The atypicals are very, very expensive - particularly for a group who’s financial situation is rarely good. $200 or more per month for an atypical psychotic, particularly combined with weekly labs for Clozaril, is enormously expensive and out of reach for most people. The average income for borderlines is not that high. Additionally, Haldol doesn’t cause sedation or impair driving - which the others do. Haldol is not that expensive, neither is generic Tegretol.
The long term risk of tardive dyskinesia is ever present, although the atypical antipsychotics can do that also, hopefully at a lower long term rate. The PDR warning is the same for the atypicals as it is for the older ones, and we don’t yet have long term data on what the atypicals will do. I recommend Haldol for as needed use only, and if daily use is needed for a while, they clearly need the addition of Tegretol and also Risperdal if needed. I don’t advocate the daily use of Haldol for more than a short period of time.
Additionally in medicine it’s risks v benefits.
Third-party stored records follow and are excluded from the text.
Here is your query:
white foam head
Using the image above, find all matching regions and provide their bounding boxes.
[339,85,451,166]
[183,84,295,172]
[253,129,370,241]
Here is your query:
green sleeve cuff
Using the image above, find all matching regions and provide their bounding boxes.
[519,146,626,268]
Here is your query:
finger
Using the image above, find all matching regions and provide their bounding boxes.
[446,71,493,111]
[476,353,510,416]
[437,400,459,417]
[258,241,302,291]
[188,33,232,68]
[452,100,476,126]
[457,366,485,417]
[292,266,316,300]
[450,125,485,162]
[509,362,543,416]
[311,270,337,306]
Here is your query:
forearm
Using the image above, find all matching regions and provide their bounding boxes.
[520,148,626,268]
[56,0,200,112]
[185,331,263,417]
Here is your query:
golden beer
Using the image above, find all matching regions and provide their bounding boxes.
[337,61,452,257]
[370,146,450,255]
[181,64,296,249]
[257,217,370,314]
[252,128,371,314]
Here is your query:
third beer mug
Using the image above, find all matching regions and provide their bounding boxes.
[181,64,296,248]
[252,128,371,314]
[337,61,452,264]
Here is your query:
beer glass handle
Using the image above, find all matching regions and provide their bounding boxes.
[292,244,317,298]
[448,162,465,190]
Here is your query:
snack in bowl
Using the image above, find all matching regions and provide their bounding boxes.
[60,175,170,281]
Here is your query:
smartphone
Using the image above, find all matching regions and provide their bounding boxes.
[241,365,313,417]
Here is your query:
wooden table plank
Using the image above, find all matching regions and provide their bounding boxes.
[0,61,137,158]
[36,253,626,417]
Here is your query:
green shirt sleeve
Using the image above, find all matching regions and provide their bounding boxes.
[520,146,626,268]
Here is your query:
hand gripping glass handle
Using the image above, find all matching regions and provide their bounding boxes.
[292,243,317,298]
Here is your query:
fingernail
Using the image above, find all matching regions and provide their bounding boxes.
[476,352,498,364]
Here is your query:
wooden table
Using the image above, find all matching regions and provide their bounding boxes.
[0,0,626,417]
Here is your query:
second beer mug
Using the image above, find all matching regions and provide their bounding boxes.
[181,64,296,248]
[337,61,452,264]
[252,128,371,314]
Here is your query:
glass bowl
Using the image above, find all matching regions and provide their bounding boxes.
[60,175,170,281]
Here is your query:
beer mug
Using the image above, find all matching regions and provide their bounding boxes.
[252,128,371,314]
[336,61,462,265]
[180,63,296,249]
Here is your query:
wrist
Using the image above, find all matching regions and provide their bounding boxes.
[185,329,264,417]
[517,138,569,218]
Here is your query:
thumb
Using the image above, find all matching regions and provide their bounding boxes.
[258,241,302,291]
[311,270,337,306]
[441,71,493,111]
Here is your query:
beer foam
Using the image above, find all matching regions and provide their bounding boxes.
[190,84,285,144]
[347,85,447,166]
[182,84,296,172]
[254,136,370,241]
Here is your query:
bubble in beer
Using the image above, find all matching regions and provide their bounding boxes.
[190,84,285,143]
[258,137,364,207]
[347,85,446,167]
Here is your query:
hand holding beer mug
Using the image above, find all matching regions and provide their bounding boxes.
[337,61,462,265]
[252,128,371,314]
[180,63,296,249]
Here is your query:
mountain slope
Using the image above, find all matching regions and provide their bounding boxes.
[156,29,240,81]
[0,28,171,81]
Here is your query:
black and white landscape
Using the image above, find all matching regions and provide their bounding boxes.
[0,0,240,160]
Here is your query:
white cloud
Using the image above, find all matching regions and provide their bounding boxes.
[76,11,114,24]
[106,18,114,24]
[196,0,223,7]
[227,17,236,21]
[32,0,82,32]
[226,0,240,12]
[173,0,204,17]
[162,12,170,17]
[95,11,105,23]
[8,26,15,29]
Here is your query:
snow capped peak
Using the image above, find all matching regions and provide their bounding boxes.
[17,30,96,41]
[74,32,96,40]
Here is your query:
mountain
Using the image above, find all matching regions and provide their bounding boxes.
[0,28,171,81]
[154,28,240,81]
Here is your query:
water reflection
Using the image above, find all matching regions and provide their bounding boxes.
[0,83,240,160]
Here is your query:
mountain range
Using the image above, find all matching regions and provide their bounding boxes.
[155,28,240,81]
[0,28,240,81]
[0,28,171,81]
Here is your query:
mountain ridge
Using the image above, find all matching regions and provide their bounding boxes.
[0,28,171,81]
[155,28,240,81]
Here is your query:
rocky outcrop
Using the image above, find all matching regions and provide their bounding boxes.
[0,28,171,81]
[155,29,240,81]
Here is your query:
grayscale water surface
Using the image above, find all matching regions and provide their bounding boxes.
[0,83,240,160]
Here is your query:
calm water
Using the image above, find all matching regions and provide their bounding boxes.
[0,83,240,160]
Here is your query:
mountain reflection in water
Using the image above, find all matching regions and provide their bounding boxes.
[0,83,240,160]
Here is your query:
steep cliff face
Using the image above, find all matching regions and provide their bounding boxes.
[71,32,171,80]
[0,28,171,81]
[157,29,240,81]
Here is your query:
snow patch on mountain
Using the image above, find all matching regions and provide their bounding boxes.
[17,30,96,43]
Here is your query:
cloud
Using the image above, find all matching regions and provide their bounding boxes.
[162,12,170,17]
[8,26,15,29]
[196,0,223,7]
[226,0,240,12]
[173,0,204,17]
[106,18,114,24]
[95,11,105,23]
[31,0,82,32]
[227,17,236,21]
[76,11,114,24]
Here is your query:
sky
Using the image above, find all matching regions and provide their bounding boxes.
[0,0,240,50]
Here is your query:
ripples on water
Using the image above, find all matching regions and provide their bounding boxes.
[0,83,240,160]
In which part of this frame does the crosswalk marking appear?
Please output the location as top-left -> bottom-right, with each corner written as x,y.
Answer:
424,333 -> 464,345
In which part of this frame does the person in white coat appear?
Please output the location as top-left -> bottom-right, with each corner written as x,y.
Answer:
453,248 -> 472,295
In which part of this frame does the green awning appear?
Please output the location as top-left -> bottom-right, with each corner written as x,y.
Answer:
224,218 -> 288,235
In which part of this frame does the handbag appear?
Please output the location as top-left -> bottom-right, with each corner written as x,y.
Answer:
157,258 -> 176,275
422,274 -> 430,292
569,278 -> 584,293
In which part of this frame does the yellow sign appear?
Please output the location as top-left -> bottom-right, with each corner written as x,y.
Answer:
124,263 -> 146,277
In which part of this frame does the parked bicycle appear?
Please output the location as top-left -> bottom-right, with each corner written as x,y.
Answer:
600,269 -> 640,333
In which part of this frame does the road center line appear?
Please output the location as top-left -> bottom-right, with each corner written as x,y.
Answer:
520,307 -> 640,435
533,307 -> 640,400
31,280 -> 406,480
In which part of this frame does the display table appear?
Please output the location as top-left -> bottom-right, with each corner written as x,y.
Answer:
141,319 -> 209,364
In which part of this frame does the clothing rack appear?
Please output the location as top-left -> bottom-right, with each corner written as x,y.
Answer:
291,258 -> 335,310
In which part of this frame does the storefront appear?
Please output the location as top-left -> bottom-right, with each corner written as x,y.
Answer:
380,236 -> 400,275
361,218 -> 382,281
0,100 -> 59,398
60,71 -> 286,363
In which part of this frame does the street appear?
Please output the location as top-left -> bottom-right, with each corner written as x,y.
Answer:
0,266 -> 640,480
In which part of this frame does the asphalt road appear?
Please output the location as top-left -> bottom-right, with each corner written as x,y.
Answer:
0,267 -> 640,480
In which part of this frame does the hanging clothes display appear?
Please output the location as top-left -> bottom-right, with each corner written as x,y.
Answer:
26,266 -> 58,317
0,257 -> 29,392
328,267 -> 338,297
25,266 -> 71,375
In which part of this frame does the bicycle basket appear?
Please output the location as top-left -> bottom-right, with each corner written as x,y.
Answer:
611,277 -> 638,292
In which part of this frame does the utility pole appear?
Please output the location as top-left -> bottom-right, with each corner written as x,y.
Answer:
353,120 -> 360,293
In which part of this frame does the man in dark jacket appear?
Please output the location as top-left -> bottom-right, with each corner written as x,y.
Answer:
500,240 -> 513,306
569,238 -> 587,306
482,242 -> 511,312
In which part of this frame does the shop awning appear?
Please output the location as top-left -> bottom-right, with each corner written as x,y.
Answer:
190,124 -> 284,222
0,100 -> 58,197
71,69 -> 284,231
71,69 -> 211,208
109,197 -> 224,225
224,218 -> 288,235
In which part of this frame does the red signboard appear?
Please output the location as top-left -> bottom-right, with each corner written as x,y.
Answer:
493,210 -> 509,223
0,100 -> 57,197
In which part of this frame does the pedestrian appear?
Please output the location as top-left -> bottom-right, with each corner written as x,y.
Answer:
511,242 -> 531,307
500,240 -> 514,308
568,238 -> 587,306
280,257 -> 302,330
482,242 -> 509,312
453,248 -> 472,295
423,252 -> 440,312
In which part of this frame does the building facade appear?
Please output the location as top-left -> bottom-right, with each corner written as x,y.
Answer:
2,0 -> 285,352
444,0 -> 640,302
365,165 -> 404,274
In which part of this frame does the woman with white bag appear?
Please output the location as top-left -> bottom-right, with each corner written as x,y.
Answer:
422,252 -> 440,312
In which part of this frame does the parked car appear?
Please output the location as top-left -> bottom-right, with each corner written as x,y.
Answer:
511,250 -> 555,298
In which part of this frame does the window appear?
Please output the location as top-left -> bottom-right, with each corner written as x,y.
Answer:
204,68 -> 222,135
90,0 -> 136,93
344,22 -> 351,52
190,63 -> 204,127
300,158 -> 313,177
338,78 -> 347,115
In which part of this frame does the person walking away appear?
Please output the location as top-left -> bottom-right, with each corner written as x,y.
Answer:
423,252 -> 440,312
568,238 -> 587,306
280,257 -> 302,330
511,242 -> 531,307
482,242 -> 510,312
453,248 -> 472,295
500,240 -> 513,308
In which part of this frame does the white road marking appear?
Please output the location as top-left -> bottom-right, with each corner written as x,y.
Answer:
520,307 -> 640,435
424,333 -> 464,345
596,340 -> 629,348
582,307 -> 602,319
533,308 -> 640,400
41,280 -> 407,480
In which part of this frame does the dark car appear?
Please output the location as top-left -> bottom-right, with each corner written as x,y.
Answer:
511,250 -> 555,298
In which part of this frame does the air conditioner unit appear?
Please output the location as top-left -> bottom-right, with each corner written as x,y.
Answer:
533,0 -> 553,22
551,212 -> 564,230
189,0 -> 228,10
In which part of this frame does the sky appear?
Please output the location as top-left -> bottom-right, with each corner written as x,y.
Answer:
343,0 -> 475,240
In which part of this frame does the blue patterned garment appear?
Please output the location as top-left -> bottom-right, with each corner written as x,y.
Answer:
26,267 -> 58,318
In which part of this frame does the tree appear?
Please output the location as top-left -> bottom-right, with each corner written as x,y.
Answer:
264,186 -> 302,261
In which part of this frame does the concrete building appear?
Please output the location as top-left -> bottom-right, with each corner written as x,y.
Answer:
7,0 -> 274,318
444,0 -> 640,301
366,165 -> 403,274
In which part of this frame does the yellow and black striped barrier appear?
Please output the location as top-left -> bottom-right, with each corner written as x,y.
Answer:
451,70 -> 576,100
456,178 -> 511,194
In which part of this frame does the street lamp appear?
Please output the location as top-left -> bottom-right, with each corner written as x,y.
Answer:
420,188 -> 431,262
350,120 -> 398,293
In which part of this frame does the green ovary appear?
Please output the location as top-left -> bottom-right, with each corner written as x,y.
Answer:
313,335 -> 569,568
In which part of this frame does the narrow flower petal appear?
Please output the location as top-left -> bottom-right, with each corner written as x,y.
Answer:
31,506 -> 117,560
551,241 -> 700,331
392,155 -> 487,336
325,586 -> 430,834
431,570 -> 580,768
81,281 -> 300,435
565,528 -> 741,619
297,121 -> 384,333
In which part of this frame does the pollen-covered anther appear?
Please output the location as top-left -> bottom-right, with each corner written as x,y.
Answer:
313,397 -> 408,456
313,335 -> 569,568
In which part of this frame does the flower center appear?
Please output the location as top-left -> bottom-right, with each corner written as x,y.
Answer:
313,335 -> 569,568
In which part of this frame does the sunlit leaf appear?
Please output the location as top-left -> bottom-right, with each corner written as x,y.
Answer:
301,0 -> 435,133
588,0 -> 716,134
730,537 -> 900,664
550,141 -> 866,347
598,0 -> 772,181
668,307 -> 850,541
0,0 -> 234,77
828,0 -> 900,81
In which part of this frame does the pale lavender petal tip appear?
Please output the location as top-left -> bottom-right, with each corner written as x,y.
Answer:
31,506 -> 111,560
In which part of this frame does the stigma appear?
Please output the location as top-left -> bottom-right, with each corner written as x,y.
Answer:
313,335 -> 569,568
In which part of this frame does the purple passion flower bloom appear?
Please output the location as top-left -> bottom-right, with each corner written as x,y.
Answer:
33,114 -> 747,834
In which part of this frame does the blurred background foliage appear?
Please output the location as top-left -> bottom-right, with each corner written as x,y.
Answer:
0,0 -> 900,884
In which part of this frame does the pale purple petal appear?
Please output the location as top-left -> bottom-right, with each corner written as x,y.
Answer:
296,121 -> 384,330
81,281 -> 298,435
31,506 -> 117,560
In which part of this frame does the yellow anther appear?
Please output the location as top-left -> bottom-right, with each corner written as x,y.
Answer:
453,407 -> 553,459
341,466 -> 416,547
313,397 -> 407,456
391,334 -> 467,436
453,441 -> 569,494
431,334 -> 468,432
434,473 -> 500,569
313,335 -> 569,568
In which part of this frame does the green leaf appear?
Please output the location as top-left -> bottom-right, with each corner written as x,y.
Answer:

With a 10% suicide rate, substance abuse, raging on the highway, domestic violence, and financial destruction due to dysphoria the tiny risk of long term tardive dyskinesia (or even the rare short term one) is worth the benefit of stopping dysphoria in 10 minutes.
I know what I’m doing works. I see many, many borderlines, and they come from all over the country because what they’re being prescribed doesn’t work. Many physicians have tried the medication regimen I recommend with the same results, because patients insisted upon it based on what they have read.